Het College oordeelt dat het algemene beginsel van behoorlijk tuchtprocesrecht met zich brengt dat een verzoek om herziening van een onherroepelijk geworden uitspraak in beginsel mogelijk moet zijn. Het College zoekt hierbij aansluiting bij de regeling in (onder andere) art. 52 Wet op de beroepen in de individuele gezondheidszorg (BIG).
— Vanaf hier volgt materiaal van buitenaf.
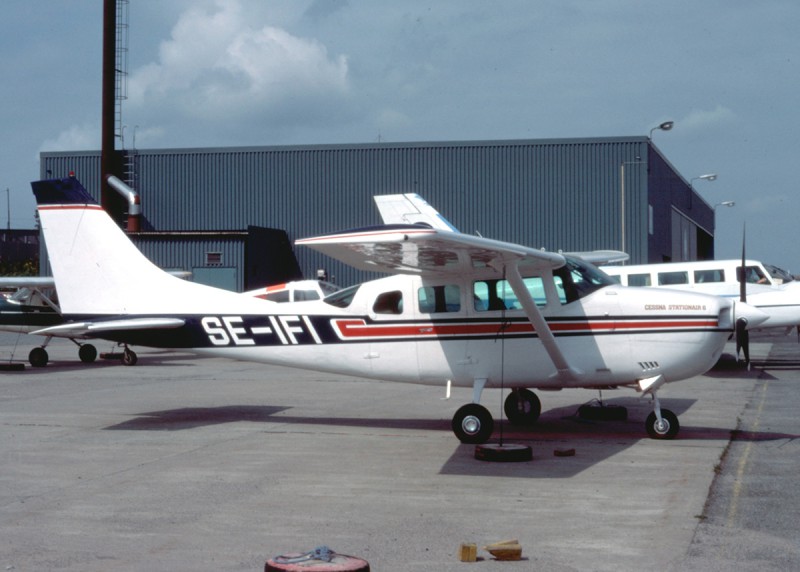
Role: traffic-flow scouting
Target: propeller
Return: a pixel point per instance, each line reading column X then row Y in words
column 742, row 333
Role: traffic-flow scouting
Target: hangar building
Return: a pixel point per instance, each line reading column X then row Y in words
column 221, row 213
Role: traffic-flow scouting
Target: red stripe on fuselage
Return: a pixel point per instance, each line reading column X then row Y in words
column 357, row 328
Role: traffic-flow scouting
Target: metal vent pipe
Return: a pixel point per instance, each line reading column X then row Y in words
column 134, row 203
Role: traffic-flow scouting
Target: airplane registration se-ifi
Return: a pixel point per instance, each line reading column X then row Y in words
column 456, row 309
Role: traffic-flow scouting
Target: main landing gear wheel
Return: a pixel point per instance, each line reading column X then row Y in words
column 473, row 423
column 129, row 357
column 87, row 353
column 666, row 429
column 522, row 407
column 38, row 357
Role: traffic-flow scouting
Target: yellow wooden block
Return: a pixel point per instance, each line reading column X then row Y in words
column 468, row 552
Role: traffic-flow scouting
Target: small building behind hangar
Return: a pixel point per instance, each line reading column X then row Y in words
column 219, row 212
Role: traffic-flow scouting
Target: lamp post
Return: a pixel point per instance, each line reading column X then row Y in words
column 622, row 199
column 666, row 126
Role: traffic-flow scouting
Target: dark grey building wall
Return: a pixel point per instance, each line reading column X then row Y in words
column 557, row 194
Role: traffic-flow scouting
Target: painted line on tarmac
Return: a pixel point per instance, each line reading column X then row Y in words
column 742, row 467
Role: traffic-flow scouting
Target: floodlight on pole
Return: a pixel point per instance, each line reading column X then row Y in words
column 708, row 177
column 666, row 126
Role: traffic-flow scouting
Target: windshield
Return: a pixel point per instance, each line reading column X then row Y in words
column 580, row 279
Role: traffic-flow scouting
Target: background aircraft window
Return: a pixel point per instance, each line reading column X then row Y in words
column 282, row 296
column 672, row 278
column 639, row 280
column 389, row 303
column 439, row 299
column 753, row 273
column 707, row 276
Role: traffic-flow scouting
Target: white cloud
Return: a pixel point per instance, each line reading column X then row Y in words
column 701, row 119
column 75, row 138
column 217, row 64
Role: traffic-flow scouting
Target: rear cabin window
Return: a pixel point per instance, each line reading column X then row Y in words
column 672, row 278
column 639, row 280
column 490, row 295
column 436, row 299
column 282, row 296
column 709, row 276
column 389, row 303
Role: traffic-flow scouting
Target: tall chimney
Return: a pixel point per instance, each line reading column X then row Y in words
column 109, row 80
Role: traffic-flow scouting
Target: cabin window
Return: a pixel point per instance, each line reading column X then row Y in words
column 490, row 295
column 672, row 278
column 389, row 303
column 434, row 299
column 282, row 296
column 709, row 276
column 639, row 280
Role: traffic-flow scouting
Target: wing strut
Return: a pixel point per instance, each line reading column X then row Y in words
column 565, row 371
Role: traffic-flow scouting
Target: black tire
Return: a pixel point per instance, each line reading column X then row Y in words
column 473, row 424
column 522, row 407
column 670, row 428
column 38, row 357
column 129, row 357
column 87, row 353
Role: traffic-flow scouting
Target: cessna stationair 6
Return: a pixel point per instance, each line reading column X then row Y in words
column 456, row 310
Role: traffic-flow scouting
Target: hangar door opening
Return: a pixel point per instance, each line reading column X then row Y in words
column 269, row 258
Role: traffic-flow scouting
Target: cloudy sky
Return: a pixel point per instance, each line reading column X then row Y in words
column 207, row 73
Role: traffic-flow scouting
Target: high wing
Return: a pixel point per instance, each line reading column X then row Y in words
column 411, row 249
column 410, row 208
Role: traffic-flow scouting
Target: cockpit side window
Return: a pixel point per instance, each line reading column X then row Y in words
column 342, row 298
column 389, row 303
column 435, row 299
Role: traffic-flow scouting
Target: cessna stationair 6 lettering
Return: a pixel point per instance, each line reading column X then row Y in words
column 457, row 309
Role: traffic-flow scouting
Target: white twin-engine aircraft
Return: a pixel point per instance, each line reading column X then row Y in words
column 457, row 309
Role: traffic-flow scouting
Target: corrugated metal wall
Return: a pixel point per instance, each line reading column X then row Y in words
column 557, row 194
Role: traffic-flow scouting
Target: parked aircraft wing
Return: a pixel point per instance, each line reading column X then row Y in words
column 410, row 208
column 96, row 327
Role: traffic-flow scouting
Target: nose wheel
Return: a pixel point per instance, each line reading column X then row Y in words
column 473, row 423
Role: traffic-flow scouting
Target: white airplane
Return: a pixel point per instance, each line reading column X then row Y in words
column 34, row 306
column 456, row 310
column 778, row 299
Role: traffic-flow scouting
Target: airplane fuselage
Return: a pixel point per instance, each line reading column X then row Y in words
column 615, row 336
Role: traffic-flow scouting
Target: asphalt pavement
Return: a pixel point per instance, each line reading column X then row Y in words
column 188, row 463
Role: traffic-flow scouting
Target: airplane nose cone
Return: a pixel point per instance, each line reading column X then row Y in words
column 753, row 315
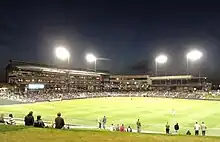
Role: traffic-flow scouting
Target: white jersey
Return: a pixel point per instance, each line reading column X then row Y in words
column 197, row 127
column 203, row 127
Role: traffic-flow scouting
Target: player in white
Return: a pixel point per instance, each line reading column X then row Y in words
column 196, row 128
column 203, row 128
column 173, row 112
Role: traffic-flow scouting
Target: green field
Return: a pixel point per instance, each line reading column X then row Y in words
column 26, row 134
column 153, row 112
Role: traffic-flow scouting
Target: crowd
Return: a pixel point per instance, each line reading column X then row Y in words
column 59, row 123
column 38, row 96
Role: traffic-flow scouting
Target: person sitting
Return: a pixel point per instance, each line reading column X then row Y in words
column 39, row 123
column 188, row 132
column 129, row 129
column 122, row 128
column 29, row 119
column 11, row 120
column 117, row 128
column 59, row 121
column 2, row 120
column 112, row 128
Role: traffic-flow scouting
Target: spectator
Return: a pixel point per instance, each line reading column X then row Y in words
column 39, row 123
column 117, row 128
column 29, row 119
column 11, row 120
column 196, row 128
column 112, row 128
column 167, row 128
column 129, row 129
column 2, row 118
column 122, row 128
column 99, row 124
column 104, row 122
column 138, row 126
column 176, row 128
column 188, row 132
column 59, row 121
column 203, row 128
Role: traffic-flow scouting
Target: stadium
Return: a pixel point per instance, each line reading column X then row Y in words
column 85, row 96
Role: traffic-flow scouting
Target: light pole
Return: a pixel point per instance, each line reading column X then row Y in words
column 161, row 59
column 92, row 58
column 62, row 54
column 193, row 55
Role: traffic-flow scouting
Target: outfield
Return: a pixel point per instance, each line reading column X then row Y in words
column 153, row 112
column 26, row 134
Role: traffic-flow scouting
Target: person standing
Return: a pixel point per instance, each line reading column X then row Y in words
column 2, row 118
column 122, row 128
column 29, row 119
column 138, row 126
column 99, row 124
column 167, row 128
column 11, row 120
column 203, row 128
column 59, row 122
column 196, row 128
column 129, row 129
column 104, row 121
column 176, row 128
column 39, row 122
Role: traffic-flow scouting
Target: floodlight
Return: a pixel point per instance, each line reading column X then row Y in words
column 90, row 58
column 194, row 55
column 62, row 53
column 161, row 59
Dit leidt tot de conclusie dat degene over wie geklaagd is, in bijzondere gevallen, een verzoek tot herziening kan indien sprake is van een onherroepelijke uitspraak.

Aangezien de verzoeker in dit geval de oorspronkelijke klager was, en niet degene over wie geklaagd werd, verklaart het College het verzoek niet-ontvankelijk.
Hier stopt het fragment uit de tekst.